Posted by arbrealettres sur 1 avril 2018



 

« Nature morte », quel drôle de nom !
L’appellation anglaise still life – vie immobile -,
et l’allemande, et la flamande, qui disent la même chose, sont bien plus proches de la réalité :
ces peintures montrent une vie silencieuse, calme, apaisée.
Qu’elles nous invitent et nous incitent à rejoindre.
Dans ce monde en mouvement, dans ce monde utilitaire,
la nature morte nous arrête : vie immobile, vie inutile.
Inutile ? Parce qu’elle n’a rien à montrer que de l’ordinaire ?
Mais justement : ce qu’elle nous montre, c’est l’ordinaire qu’on ne regarde jamais.

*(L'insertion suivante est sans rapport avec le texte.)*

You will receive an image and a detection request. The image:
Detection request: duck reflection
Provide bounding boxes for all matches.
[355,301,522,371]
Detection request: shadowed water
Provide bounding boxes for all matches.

Et si l’on regarde, on voit : de la simplicité en majesté.
Une présence intense derrière l’immobilité.
Si l’on regarde, on voit que même ce qui ne clignote pas, ne bouge pas, ne scintille pas, ne fait pas de bruit,
peut avoir de l’intérêt et de l’importance.
Si l’on regarde, on voit qu’il y a de la beauté, de l’intelligence et même de la grâce
dans le simple, l’accessible, le disponible.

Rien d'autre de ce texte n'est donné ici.